Suivre sa volonté et devenir professionnel dans lequel où on a toujours rêvé y passer toute sa vie n’est pas aussi aisé qu’il puisse le paraître. Devenir un chasseur d’images, c’est son désir depuis son jeune-âge et il s’est résolument battu pour enfin se faire une place dans ce domaine peu considéré au Bénin. Dans la recherche des talents professionnels du Bénin, nous avons rencontré Richard Dansou connu sous le pseudonyme Darimage, jeune photographe béninois, diplômé en gestion de projet et employé dans une banque au Bénin. Remarqué surtout à travers ses photos blanc-noir dans un monde pourtant rempli d’une multitude de couleurs différentes, il nous révèle dans cette interview son histoire avec la photographie, son parcours artistique et partage aussi quelques conseils aux aspirants photographes. L’entretien.

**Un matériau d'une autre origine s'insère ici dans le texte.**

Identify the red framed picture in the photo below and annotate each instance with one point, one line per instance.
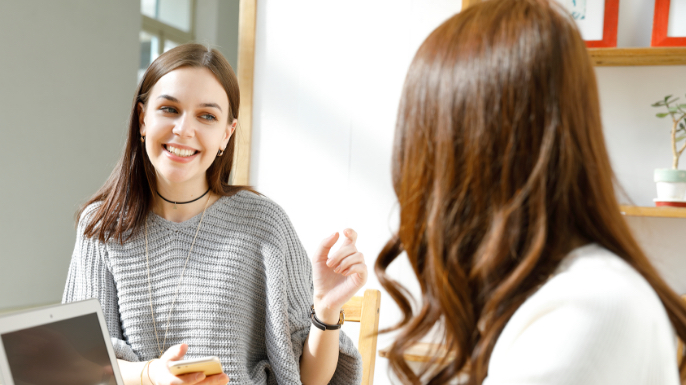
(666, 34)
(596, 19)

Beninwebtv : Pourquoi avoir choisi Darimage comme pseudonyme ?

Richard Dansou : Merci monsieur le journaliste. Tout comme vous, beaucoup ne cessent de me poser la même question alors que l’explication est si simple. Darimage, c’est un terme qui est apparu quand il s’est agi pour moi de trouver la signature qu’allait porter mon travail. J’ai alors pris les initiaux de mes nom et prénoms ( Dansou Agognon Richard) auxquels j’ai juste ajouté image. Aujourd’hui, je suis très impressionné par ce que cette signature est devenue car il m’est souvent arrivé de rencontrer des gens qui connaissent Darimage sans pour autant connaître ma petite personne. Certains préfèrent carrément m’appeler ainsi et je trouve cela un peu amusant d’avoir une sorte de double personnalité. (Sourire)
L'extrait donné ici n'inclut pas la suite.